A Practical Guide to Artificial Intelligence for the Data Center

David Hall
A Practical Guide to Artificial Intelligence for the Data Center

The data center landscape is undergoing radical changes. To compete in this rapidly evolving digital economy, organizations are moving workloads to the cloud, tapping into ecosystems of partners and leveraging artificial intelligence (AI) to deliver faster and better digital experiences. These trends are reshaping the underlying infrastructure. No longer centralized, data centers are rapidly becoming distributed and intelligent to manage these increasingly complex workloads.

It’s an ideal use case for machine learning (ML), an AI approach that enables a machine to learn and self-improve over time without human input. In my last blog, “A Practical Guide to Artificial Intelligence for the Data Center: Part 1,” I covered the basics on how AI works and its similarities to the human brain. Now we’ll explore how artificial neural networks are trained and what that means for data center intelligence.

Training artificial neural networks

Visual recognition is a form of machine learning where researchers teach computers how to understand what an object is by feeding it as many images of the object as they can. This is done through training data, which is data tagged with a known result that the network needs to learn. For example, if we were training a network to recognize cats, we’d get thousands of images of cats in all different shapes and sizes, photos taken from different angles, cropped, flipped, etc. (Figure 1) and mark those images as “contains a cat.” We’d also include many images that we tag as “do not contain a cat.” The artificial neural network (ANN) then takes those images and tries to find out everything that makes them similar, so that it can find the object in other pictures (Figure 2). The ANN is trained by adjusting the weights of the links between the perceptrons. In each run, if the network is getting better at predicting the right outcome, the weights are reinforced. If it got worse, the weights are weakened (Figure 3). Depending on the outcome desired, the training may take thousands of images and hundreds of training runs to complete. More complex models will take longer.

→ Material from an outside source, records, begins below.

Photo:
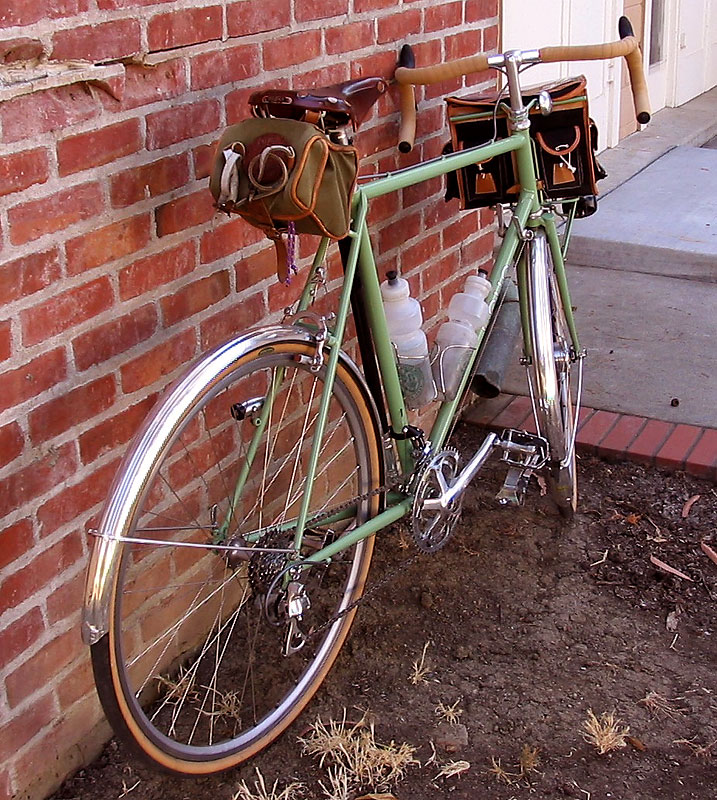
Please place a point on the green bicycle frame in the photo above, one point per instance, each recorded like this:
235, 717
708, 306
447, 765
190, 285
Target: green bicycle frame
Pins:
528, 214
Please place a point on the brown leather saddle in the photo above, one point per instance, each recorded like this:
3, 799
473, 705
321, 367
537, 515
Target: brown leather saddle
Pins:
339, 104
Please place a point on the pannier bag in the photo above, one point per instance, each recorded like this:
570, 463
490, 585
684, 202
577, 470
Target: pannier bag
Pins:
564, 142
285, 175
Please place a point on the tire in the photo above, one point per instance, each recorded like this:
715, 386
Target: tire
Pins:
550, 363
191, 672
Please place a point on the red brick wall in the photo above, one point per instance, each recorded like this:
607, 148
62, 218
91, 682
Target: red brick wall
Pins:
115, 272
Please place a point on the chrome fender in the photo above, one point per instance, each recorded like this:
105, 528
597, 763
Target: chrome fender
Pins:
139, 466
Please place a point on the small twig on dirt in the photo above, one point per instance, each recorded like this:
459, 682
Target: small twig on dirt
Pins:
420, 670
434, 756
698, 750
529, 760
667, 568
127, 789
453, 768
709, 552
688, 505
501, 774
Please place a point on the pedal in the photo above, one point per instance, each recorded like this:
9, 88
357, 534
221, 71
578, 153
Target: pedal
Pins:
514, 487
523, 450
524, 453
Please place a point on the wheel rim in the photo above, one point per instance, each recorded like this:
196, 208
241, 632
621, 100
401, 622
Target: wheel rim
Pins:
202, 698
551, 368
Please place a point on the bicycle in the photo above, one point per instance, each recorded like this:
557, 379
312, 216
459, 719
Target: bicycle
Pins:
235, 543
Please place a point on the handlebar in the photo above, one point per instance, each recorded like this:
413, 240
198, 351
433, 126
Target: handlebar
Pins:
408, 76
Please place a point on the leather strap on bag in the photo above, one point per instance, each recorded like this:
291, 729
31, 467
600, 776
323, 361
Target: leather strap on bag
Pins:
563, 149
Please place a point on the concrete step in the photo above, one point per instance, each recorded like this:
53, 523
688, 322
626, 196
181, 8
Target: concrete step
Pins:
662, 221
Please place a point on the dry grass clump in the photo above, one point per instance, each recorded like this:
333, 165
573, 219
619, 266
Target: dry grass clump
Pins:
604, 732
500, 774
528, 762
354, 758
450, 714
260, 791
453, 768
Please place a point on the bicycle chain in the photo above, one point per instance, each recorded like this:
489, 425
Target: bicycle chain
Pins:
314, 632
405, 484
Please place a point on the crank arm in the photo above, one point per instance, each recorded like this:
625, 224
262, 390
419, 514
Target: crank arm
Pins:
466, 475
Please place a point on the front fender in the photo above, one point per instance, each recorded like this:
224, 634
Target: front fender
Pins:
140, 463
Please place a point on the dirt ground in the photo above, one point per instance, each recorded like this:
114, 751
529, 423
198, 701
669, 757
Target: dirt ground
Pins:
527, 624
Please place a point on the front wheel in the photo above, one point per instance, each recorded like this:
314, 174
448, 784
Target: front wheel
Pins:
551, 357
201, 668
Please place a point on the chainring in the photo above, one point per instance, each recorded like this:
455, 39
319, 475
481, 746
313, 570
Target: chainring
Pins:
432, 528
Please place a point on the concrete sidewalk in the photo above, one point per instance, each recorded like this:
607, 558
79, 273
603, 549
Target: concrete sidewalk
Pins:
643, 278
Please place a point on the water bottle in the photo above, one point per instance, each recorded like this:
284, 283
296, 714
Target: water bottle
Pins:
457, 338
404, 318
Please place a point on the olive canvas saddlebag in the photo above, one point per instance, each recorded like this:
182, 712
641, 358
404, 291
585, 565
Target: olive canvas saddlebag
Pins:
285, 176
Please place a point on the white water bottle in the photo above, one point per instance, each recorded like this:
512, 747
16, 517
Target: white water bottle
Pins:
457, 338
404, 318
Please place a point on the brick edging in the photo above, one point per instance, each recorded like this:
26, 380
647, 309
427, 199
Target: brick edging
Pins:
617, 436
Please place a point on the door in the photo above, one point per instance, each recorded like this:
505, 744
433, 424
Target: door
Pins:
528, 24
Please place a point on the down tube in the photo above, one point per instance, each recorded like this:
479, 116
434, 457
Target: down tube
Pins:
503, 261
561, 277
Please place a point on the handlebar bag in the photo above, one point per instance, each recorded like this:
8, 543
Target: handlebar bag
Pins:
565, 142
275, 172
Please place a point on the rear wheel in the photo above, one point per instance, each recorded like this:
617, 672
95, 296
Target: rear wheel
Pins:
193, 672
551, 359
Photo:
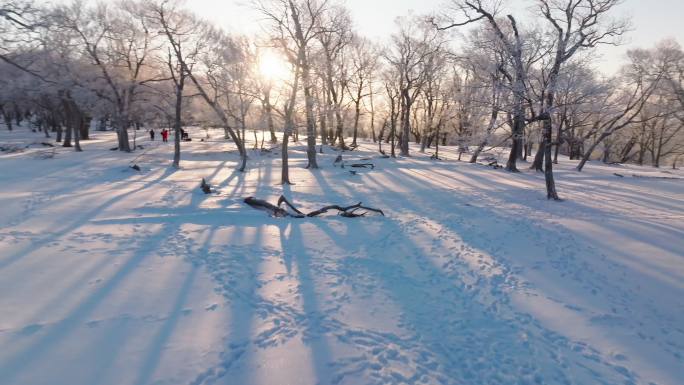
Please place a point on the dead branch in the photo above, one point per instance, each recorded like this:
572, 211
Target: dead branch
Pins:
353, 211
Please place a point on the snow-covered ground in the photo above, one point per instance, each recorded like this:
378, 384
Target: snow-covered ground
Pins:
112, 276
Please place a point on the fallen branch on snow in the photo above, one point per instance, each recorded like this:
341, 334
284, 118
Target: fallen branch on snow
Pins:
353, 211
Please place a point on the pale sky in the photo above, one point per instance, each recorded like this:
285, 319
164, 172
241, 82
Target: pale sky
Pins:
652, 20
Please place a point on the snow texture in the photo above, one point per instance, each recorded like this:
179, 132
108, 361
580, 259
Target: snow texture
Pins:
113, 276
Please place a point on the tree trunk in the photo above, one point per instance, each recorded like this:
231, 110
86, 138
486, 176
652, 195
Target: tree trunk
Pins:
178, 121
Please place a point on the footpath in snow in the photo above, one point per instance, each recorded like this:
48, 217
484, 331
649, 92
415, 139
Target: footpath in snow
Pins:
113, 276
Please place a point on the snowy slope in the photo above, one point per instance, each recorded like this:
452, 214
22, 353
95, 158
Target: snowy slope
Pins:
110, 276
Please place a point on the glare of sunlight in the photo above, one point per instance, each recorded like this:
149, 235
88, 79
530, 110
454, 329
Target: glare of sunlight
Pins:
273, 66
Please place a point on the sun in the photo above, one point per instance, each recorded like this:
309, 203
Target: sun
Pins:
272, 66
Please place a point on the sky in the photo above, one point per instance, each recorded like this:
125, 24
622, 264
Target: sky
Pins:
652, 20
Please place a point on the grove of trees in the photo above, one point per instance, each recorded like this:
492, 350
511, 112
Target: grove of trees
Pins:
470, 75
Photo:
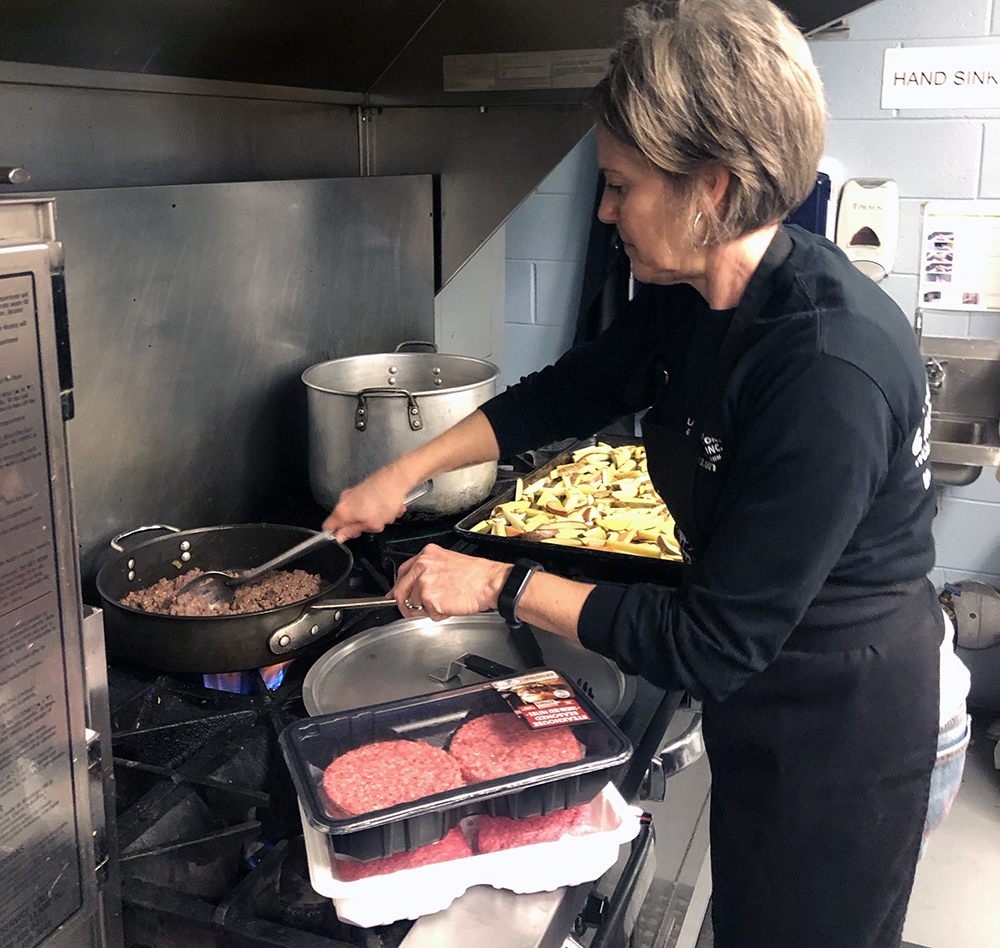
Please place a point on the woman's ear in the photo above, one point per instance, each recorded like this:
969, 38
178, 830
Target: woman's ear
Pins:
715, 180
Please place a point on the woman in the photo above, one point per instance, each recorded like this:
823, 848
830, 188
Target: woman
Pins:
787, 433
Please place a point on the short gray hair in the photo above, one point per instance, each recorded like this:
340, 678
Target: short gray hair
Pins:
730, 83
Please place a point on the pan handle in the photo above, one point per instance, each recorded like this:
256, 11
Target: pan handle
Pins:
412, 408
309, 627
116, 541
416, 342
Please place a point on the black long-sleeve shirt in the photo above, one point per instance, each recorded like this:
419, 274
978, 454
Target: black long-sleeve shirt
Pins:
819, 476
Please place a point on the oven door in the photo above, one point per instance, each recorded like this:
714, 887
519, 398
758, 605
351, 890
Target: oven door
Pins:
52, 812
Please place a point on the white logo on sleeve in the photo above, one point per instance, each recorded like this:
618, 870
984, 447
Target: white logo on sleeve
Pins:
921, 446
713, 452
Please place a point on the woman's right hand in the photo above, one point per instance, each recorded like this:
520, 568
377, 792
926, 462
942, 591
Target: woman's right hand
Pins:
370, 505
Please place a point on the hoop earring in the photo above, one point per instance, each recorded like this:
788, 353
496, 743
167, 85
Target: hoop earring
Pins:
698, 243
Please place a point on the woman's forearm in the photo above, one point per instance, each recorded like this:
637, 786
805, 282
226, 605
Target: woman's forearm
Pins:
554, 604
469, 442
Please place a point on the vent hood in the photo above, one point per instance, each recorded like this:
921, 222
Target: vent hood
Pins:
379, 70
383, 49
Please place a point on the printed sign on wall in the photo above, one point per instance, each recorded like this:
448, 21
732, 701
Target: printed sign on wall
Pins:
941, 77
960, 256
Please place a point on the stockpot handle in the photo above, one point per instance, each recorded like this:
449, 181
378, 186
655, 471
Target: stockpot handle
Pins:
412, 409
671, 759
116, 541
416, 342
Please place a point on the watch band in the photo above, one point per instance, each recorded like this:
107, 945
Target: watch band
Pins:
517, 581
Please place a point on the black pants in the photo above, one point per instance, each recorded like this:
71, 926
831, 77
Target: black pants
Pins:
820, 776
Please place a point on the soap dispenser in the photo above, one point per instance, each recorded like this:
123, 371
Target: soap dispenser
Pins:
868, 224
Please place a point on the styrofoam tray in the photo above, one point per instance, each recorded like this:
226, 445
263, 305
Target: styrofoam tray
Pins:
541, 867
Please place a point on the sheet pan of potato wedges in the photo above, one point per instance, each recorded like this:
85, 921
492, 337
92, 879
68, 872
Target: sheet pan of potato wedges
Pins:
592, 504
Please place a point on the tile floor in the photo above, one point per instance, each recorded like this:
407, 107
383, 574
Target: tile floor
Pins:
957, 889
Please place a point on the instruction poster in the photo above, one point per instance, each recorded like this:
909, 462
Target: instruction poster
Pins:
960, 256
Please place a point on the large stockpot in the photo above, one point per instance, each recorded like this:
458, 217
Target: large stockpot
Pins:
365, 411
224, 643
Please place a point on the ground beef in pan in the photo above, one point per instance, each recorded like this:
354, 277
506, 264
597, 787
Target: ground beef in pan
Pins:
274, 589
498, 745
453, 846
501, 832
383, 774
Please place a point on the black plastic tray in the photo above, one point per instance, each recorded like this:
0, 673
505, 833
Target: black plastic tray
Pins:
311, 744
587, 563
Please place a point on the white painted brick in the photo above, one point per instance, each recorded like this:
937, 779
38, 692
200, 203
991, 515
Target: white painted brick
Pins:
576, 173
902, 289
549, 227
557, 292
989, 184
905, 19
852, 77
938, 578
949, 324
530, 348
910, 232
928, 158
984, 325
519, 292
966, 532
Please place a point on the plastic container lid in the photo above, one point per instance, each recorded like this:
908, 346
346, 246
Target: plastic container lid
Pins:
310, 745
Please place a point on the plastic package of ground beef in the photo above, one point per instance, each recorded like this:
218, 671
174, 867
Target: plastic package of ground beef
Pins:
586, 849
395, 777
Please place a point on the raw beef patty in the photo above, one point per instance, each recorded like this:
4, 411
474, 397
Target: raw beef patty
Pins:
501, 832
383, 774
498, 745
453, 846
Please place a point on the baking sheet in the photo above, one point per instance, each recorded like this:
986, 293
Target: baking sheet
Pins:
577, 562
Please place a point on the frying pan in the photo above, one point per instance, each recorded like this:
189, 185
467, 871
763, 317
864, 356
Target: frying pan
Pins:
223, 643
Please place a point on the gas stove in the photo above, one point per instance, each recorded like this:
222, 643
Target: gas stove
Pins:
208, 827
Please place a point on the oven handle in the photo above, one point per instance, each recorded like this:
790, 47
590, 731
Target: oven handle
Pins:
612, 918
672, 759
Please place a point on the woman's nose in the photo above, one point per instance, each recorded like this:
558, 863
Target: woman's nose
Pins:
606, 210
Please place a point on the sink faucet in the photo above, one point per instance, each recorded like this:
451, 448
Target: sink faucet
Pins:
935, 372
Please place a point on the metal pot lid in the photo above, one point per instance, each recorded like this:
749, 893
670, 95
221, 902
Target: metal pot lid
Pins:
398, 660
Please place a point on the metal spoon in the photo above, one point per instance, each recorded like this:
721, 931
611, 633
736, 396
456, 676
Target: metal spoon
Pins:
216, 587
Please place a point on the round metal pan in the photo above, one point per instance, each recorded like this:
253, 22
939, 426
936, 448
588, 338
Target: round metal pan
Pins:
225, 643
406, 658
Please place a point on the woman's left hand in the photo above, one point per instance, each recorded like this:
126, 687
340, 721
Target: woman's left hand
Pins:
440, 583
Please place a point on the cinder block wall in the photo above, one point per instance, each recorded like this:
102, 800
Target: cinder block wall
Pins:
546, 246
932, 154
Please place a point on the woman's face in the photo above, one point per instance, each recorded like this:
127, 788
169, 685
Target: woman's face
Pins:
653, 220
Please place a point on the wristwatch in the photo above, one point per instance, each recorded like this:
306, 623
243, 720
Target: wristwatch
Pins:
510, 595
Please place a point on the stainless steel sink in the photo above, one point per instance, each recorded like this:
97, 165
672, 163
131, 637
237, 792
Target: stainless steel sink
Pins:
964, 379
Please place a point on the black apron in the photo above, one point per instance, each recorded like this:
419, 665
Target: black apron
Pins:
820, 764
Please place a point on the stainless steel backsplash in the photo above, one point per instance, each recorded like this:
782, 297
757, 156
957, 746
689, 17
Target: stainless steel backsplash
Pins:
193, 311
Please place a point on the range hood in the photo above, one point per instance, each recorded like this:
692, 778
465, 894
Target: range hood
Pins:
392, 76
385, 50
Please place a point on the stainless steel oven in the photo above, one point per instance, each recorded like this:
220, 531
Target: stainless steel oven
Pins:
191, 835
56, 842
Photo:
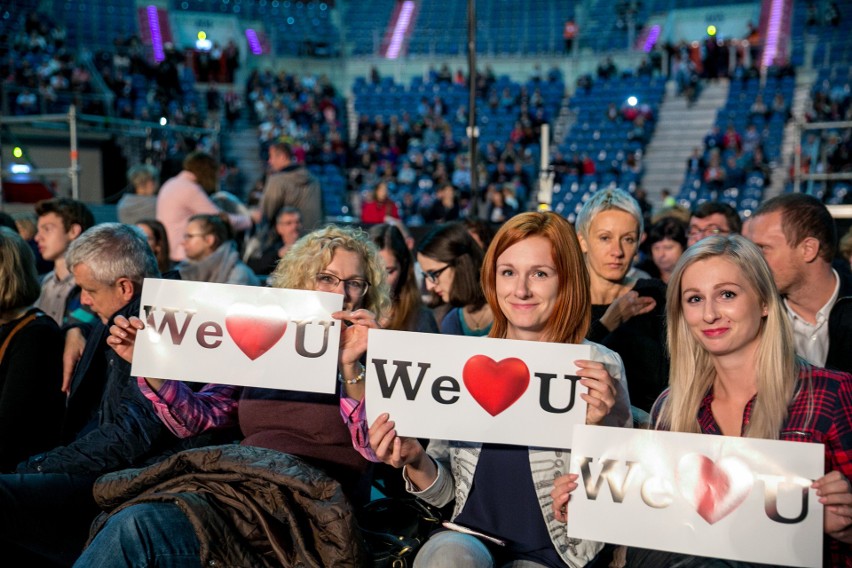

(Figure 1) Photos cropped and flipped to improve the training of the network. Source: Leonardo Araujo dos Santosi

 

(Figure 2) Network is learning to recognize images by distinguishing feature patterns. Source: Towards Data Scienceii

 

(Figure 3) Network is trained by adjusting the weights of the links between peceptrons to improve the target output. Source: Adam Geitgeyiii

 

Once the network is trained, it should now be able to recognize new images with a high degree of accuracy (Figure 4).

 

 

(Figure 4) Source: Quanta Magazineiv

 

Optimizing the data center with AI

So how does this apply to the data center? Optimizing a data center is not easy. The initial design is based on a physics model that contains assumptions about IT workloads, external ambient conditions and other variables. However, it’s impossible to build a physics model that takes into account every scenario and these variables change dynamically over time. It’s the perfect scenario for an AI network because, once trained, it will continue to improve over time, resulting in big efficiency gains. As an example, Google reported saving up to 40% on its data center cooling bill through the use of AI.v

Data centers consume a lot of energy, so training an AI network to improve power usage effectiveness (PUE) is a common goal, in much the same way as we might train a network to recognize images. First the data input layer is connected to various data points captured in the building management system (BMS), such as temperature and pump speed (Figure 5). The goal is to have the network learn how to accurately forecast the PUE of the data center over time. That’s easy to confirm by comparing the predictions from the network to what actually happened (Figure 6). Once the network is predicting PUE accurately, it’s tested with different optimization scenarios such as turning a particular pump on or off. The more variables (features) included in the model, the more accurate it will be.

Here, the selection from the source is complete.